I’d say we are very complementary, but different.
A key strategy we share is not trying to organize everyone and everything in the whole universe. We are both starting with the premise it is much more effective to think in terms of organizing everyone and everything pertaining to a context.
Additionally, we are consistent in thinking that the most productive context is one that already exists in the “real world”. In your case, you are focusing on a real community – The Twin Ports region of Northeast Minnesota and Northwest Wisconsin. In our case, the first application of the Comradity Community Network Platform is music makers who aspire to learn and discover and the communities who already serve them.
You propose a Community Operating System (great term):(1) a community-based cooperative, where contributors (e.g. writers, designers, web developers, journalists, and other citizens) are member-owners and are paid in proportion to the actual revenue generated from their contributions to the overall endeavor; and (2) the software technology to support and magnify their coordinated efforts. Collectively we refer to these as our Community Operating System.
- You are starting with a mission to serve people who currently or aspire to make money contributing information.
- The membership is a community of information contributors. For example, the Comradity music maker network could be an information contributor, providing in-depth information about what music makers of all levels are doing in your region – a level of coverage you probably wouldn’t initiate in–house.
- Your success is contingent upon generating more revenue for the contributors than they make now.
The Comradity Community Network Platform is designed to enrich participation with two strategies: a) integrate best-in-class technologies with a proprietary connective system, b)that emulates the factors affecting camaraderie and community in the "real world".
- We start with the mission to enrich participation through real time access to highly desirable information and interactivity with others who share common interests (for example, people who make music, primarily for their own intellectual and emotional enjoyment).
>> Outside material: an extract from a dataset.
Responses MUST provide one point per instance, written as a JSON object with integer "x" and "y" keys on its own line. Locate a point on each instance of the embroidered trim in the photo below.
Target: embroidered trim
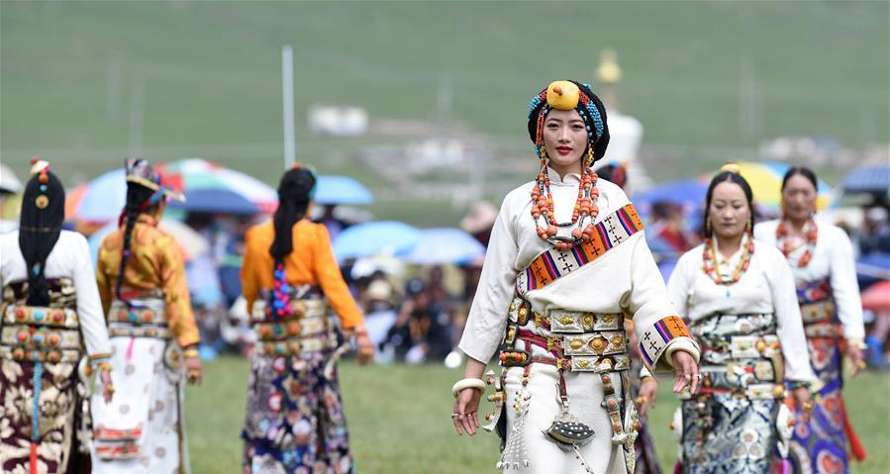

Secondarily, we intend to make it more efficient for ALL those who seek to make money by contributing to the mission of enriching participation.
- The membership is much broader than information contributors: individuals who seek to participate to learn and discover and ALL those who can enrich participation, media, organizations, vendors, stores/schools, local talent. For example, Twin Ports Co-op & local radio stations may contribute by being the co-promoters of a regional battle of the bands.
- Our success is contingent upon enriching participation, more time and cost effectively, than anyone can do it on their own.
I think we need both. There is a need to structure an operating system that serves information contributors by aligning contributor reward to the revenues they generate and optimizing performance. There is also a need for a new link in the information value chain that generates more revenue to share. Our focus on enriching participation for intellectual and emotional benefit has a potential to grow demand for more quality information from contributors.